The risk, then, is that human-in-the-loop design principles become not a way for human drivers to retain control so much as a way for system designers to deflect responsibility and to create “moral crumple zones.” As long as responsibility can fall only on one side or the other, the designers have an incentive to build systems, like a driverless car, that give a driver just enough control for a court to always rule that any crash is the driver’s fault.

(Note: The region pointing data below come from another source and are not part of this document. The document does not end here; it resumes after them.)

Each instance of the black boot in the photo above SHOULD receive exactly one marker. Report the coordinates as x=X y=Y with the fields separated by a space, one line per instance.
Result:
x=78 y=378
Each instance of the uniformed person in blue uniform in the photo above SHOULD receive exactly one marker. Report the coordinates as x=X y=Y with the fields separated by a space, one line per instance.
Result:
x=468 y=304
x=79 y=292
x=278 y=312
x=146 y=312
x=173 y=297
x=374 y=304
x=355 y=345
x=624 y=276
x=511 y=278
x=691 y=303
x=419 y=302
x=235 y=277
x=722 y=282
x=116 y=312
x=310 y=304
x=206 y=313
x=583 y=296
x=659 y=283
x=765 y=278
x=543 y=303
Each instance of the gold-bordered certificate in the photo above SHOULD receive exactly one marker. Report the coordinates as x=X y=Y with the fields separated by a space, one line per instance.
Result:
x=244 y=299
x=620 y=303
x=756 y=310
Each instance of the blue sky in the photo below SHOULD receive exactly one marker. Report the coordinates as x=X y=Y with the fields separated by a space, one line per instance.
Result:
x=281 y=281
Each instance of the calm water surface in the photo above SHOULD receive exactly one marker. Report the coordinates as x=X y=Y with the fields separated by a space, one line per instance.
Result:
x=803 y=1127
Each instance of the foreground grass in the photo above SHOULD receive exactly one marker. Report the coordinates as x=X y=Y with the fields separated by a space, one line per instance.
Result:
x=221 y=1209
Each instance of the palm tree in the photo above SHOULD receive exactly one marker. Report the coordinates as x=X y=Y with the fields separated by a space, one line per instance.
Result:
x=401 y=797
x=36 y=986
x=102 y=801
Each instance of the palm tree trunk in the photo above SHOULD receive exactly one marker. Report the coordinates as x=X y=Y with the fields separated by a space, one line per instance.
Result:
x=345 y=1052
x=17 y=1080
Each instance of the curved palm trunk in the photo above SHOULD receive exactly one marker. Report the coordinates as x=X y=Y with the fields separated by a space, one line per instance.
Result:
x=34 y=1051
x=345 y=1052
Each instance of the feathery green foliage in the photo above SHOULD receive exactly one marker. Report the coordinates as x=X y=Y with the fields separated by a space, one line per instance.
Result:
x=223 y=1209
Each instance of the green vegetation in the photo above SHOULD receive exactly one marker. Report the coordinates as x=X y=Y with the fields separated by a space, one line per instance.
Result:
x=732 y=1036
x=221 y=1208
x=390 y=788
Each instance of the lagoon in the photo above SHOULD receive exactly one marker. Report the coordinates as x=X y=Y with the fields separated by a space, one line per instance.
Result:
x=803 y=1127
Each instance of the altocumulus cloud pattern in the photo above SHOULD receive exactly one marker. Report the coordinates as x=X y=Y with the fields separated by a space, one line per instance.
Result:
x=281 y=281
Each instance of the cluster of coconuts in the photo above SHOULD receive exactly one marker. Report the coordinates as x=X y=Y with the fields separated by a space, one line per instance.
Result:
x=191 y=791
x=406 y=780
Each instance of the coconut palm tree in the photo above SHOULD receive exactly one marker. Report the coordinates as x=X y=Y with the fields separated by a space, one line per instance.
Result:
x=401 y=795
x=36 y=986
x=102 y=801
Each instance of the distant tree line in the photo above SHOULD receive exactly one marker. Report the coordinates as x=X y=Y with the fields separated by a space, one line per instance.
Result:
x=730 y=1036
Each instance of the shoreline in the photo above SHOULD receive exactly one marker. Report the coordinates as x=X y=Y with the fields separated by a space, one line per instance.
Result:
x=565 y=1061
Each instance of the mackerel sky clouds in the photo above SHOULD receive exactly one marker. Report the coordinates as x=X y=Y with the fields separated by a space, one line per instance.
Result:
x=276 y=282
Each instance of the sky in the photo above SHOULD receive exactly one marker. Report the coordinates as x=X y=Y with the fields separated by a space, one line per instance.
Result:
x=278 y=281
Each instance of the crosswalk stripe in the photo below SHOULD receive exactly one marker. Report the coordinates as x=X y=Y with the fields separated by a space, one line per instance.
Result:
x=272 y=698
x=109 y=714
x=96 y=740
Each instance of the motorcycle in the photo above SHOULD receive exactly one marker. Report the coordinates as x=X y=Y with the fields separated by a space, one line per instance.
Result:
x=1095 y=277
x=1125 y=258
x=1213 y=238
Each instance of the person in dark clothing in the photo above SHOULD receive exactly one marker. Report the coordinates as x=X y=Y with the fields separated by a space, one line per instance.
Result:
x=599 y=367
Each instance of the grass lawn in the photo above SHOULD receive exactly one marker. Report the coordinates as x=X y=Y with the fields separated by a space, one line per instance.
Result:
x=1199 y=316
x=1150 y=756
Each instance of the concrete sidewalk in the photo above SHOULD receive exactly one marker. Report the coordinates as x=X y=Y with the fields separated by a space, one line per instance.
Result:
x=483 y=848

There’s an intimation of this in early results from Google’s self-driving cars. Earlier this summer, Google made public the accident record of car tests from May 2010 to May 2015. As a safety precaution, a human driver had always been present during testing, prepared to take over if anything went wrong. Google declared that none of the accidents had been caused by the car; all were the fault of human drivers.
There was, however, a surprising pattern: 10 of the 12 accidents were rear-end collisions. It’s possible that these kinds of accidents are the most common on the streets and highways around Palo Alto. But it’s also possible that the Google car effectively contributed to some of the accidents by driving in a way that drivers around it didn’t expect—more slowly or cautiously, for instance, than a typical human driver.
In other words, just as AF 447 crashed because of a miscommunication between the pilots and their automated systems, the Google car accidents might have been caused by a fundamental miscommunication between a driverless car and a human-driven car. And though this miscommunication is two-way—the result of the Google car not behaving as expected—it’s the human drivers who become the “moral crumple zones,” taking on responsibility for a failure when in fact control over the situation was shared.
What’s the solution?
So is the answer to take the human out of the loop—to put the car’s software exclusively in control, so it can be blamed if there’s a crash? That might solve the aforementioned “automation paradox” —no more expecting a drowsy, unpracticed human driver to make split-second decisions in a crisis—but society might not be ready to trust machines that much. Machines may not be capable of complete control, all the time and everywhere. And in any case, it still leaves the problem of how to hold machines responsible.
Some have suggested that the solution to both problems is to bestow legal personhood upon effectively autonomous agents, so they can be held liable and carry insurance. The idea is not as crazy as it seems—in America, corporations are persons, after all—and it might give victims of accidents quick redress. However, it also creates the potential for the designers of these systems to evade responsibility for technological and design choices that may have contributed to the accident.
What is certain is that operators and consumers of autonomous systems shouldn’t be left holding the bag when things go wrong. Despite all the press, autonomous cars are not yet on the roads. Military grade lethal weapons are still under significant human control. Truly autonomous technologies are still in the development phase. Now is the time to think carefully and create laws and standards proactively.
We need to keep in mind the new nature of shared control, potentially dispersed in space and time. We need to think about the context in which assumptions about responsibility are being made. The question before us is not how to make computational agents responsible, but rather, how to apply responsibility fairly.